Madrigal-Borloz met with officials from the State and Justice Departments, the National Security Council and the Departments of Homeland Security and Health and Human Services.

Florida state Sen. Shevrin Jones and staffers of the Birmingham (Ala.) Civil Rights Institute and the Human Rights Campaign are among those with whom Madrigal-Borloz sat down. A U.N. press release also notes Madrigal-Borloz met “with authorities” at a detention center for asylum seekers at the San Ysidro Port of Entry in San Diego.

“Despite five decades of progress, equality is not within reach, and often not even within sight, for all persons impacted by violence and discrimination based on sexual orientation and gender identity in the United States,” said Madrigal-Borloz.

Madrigal-Borloz in his comments noted the White House continues to promote LGBTQ and intersex rights in the U.S. and around the world.

President Joe Biden on June 15 signed a sweeping executive order that, among other things, directs federal government agencies to develop policies that will counter Florida’s “Don’t Say Gay or Trans” law and other anti-LGBTQ laws that states have enacted.

Biden during his remarks at a White House Pride event that took place on the same day he issued the directive noted violence against transgender people of color and other vulnerable LGBTQ people has increased in the U.S.

Biden in February 2021 signed a memo that committed the U.S. to promoting LGBTQ and intersex rights abroad as part of his administration’s overall foreign policy. The White House a few months later appointed Jessica Stern as the special U.S. envoy for the promotion of LGBTQ and intersex rights abroad.

The State Department in April began to issue passports with “X” gender markers. Stern later noted to the Washington Blade during an exclusive interview that marriage equality “is one element of our longstanding and ongoing commitment to advance the rights of LGBTQI+ persons.”

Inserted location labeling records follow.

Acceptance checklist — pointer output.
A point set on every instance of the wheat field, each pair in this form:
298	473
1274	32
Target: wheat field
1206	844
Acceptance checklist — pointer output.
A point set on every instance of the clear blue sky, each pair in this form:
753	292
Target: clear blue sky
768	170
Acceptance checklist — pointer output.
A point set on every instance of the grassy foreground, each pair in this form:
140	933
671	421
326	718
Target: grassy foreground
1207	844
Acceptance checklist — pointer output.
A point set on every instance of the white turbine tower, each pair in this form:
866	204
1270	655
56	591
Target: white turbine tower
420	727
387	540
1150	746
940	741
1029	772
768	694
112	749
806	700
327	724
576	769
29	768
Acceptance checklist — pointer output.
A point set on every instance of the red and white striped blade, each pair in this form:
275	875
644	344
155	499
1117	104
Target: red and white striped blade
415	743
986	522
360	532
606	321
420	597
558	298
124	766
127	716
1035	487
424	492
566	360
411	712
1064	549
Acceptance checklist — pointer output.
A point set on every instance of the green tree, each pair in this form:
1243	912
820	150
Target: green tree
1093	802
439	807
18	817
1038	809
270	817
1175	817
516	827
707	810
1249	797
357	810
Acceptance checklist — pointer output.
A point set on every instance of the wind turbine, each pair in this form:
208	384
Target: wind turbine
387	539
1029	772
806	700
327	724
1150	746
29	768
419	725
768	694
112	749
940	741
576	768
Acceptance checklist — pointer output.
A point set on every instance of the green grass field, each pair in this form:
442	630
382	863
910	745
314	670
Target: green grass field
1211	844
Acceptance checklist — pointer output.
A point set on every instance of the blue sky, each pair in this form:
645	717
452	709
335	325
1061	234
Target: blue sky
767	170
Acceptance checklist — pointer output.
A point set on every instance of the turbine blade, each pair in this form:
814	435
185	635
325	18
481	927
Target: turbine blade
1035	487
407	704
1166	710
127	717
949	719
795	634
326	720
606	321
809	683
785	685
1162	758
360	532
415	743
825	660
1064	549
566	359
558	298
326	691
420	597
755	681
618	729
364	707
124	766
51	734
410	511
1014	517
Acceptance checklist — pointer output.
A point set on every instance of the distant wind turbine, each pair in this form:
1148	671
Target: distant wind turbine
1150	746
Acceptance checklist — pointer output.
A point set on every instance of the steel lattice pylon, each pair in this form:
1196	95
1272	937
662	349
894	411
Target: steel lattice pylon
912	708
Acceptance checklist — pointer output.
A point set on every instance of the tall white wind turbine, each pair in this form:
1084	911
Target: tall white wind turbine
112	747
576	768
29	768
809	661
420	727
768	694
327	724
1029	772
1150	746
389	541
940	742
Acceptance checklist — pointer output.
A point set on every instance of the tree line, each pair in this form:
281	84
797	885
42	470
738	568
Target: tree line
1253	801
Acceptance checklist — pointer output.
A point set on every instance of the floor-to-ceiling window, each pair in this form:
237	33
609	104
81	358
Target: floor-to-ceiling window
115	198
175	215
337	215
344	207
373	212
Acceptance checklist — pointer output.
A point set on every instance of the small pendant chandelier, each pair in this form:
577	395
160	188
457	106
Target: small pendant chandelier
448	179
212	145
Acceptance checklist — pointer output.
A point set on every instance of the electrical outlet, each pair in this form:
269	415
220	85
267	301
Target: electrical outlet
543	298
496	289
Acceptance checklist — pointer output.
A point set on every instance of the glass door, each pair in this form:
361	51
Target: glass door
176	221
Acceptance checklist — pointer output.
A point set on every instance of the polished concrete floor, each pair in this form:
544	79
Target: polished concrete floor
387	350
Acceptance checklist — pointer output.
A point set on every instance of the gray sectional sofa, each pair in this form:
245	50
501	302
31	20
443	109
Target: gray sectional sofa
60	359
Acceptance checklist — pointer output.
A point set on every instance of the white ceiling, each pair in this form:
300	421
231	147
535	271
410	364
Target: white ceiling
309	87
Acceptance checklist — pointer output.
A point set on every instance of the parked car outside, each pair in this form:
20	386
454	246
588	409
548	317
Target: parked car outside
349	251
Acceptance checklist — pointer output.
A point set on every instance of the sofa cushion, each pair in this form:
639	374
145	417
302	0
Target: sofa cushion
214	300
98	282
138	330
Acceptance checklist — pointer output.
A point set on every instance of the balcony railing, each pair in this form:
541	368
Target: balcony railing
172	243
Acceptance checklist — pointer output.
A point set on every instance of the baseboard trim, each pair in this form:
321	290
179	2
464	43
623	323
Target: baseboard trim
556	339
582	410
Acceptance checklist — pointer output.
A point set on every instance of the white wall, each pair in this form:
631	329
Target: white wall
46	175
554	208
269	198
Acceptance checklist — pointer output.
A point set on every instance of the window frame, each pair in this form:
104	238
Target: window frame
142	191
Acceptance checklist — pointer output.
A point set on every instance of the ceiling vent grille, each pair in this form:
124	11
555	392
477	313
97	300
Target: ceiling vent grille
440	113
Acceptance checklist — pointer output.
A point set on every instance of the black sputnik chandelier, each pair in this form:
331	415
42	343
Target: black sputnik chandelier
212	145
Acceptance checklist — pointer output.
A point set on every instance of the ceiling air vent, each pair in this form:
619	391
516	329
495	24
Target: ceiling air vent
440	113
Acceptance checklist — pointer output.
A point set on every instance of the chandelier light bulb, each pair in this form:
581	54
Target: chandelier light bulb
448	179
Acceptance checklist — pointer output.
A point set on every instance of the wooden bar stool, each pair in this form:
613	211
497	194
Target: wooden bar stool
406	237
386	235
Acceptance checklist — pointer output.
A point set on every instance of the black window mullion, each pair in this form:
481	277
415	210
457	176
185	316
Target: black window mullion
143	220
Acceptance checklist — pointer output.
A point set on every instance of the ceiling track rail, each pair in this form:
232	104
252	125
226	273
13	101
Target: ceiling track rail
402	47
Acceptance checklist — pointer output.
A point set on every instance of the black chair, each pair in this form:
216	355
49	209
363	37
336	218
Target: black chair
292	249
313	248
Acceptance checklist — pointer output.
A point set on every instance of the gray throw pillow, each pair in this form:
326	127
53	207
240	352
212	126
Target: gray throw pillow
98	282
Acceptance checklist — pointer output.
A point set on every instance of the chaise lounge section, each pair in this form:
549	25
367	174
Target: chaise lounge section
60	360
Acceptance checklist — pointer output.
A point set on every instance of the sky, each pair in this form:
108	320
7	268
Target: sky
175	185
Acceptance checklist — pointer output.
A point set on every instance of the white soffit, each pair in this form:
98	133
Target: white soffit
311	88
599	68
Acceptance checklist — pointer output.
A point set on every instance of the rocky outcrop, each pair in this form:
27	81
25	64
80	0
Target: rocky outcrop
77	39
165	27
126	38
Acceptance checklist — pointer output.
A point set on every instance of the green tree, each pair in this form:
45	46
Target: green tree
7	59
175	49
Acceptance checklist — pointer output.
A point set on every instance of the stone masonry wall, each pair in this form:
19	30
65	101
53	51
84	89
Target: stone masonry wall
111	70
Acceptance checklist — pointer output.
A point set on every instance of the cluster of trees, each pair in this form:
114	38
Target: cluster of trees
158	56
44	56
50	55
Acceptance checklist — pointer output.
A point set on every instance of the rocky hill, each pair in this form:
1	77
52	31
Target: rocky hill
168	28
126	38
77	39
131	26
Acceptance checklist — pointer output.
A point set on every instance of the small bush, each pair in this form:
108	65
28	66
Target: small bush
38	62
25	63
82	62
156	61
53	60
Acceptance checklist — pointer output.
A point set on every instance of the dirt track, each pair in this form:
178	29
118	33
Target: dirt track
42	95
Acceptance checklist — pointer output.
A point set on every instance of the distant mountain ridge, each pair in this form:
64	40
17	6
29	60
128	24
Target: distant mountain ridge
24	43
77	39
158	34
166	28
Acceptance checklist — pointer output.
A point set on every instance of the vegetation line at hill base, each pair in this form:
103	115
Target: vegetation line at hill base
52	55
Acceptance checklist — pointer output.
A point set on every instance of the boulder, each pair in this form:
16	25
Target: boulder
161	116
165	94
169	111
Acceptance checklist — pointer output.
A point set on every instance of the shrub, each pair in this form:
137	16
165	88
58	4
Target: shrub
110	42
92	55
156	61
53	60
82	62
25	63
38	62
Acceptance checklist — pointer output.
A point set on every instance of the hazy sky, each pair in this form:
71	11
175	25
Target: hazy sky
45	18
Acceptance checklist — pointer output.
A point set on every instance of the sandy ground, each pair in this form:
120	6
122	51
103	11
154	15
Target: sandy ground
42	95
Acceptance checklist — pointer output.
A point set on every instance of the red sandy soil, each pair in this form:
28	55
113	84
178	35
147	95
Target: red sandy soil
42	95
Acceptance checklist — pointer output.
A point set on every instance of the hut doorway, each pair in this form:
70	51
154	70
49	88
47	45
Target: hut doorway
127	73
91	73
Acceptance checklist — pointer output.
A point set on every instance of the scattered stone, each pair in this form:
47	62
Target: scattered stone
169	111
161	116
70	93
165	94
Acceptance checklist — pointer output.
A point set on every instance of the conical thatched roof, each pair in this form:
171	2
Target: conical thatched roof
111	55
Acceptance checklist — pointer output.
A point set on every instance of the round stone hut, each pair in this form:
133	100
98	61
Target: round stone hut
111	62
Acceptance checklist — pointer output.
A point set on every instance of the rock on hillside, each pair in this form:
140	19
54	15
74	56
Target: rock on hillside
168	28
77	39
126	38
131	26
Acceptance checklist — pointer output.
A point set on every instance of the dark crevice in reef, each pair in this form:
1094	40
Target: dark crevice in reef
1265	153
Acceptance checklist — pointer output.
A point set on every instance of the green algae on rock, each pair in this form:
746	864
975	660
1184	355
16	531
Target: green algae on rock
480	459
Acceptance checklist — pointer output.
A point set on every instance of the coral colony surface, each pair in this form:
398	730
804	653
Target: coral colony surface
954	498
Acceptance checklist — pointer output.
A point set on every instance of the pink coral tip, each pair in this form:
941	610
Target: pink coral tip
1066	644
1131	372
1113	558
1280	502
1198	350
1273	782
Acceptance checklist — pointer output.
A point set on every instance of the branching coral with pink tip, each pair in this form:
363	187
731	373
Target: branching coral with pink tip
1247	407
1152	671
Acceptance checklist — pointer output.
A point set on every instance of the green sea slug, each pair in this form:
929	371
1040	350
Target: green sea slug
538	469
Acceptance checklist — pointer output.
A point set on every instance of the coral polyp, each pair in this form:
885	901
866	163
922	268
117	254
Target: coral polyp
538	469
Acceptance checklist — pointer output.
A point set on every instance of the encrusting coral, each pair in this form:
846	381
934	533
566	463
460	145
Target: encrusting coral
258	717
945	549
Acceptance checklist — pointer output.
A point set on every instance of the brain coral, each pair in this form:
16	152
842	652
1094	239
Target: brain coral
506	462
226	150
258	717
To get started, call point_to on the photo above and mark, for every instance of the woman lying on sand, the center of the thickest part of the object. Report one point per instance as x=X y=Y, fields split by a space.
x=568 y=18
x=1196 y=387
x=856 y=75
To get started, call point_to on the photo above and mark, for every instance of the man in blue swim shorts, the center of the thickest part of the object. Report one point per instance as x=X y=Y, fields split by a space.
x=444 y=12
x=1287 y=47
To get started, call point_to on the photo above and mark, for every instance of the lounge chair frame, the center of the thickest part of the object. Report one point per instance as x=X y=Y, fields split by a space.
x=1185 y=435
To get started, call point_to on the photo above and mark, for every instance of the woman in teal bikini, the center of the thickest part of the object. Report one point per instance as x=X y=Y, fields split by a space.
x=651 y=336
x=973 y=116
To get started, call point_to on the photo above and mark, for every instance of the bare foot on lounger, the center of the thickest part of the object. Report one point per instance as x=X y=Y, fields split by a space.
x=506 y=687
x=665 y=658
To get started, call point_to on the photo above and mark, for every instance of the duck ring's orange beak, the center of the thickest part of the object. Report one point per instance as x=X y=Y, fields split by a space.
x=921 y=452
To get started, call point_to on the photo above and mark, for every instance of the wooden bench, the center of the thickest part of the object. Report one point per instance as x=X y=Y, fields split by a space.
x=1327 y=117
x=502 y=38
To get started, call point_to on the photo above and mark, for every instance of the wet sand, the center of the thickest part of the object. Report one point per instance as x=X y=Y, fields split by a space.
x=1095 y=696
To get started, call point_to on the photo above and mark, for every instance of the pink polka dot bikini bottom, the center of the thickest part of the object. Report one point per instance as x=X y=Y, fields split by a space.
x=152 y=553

“The Biden-Harris administration has adopted powerful and meaningful actions that are in conformity with international human rights law, reveal a thoughtful strategy created through participative approaches, and provide significant capacity for their implementation,” said Madrigal-Borloz. “This is exactly the combination of values, knowledge, and muscle that can drive social change.

“In light of a concerted attack to undermine these actions, I exhort the administration to redouble its efforts to support the human rights of all LGBT persons living under its jurisdiction, and helping them to safe waters,” he added.

The Blade has reached out to the White House for comment on Madrigal-Borloz’s comments.

A State Department spokesperson on Thursday told the Blade the State Department supports “the important work of (the) Independent Expert for Sexual Orientation and Gender Identity and look forward to reviewing his final report in the coming months.”

“We welcomed the Independent Expert and coordinated meetings with federal, state and local governments and civil society organizations across the country,” said the spokesperson.

The spokesperson referred the Blade to Biden’s June 15 executive director. The spokesperson further stressed that “human rights are at the core of U.S. foreign policy, and that includes standing up for and defending the full recognition of the human rights of LGBTQI+ persons.”

“We engage in this work with humility, knowing that our road forward on these issues at home has been complex, and progress has been non-linear, and has come at the cost of great struggle and loss,” said the spokesperson. “We believe LGBTQI+ rights are human rights.”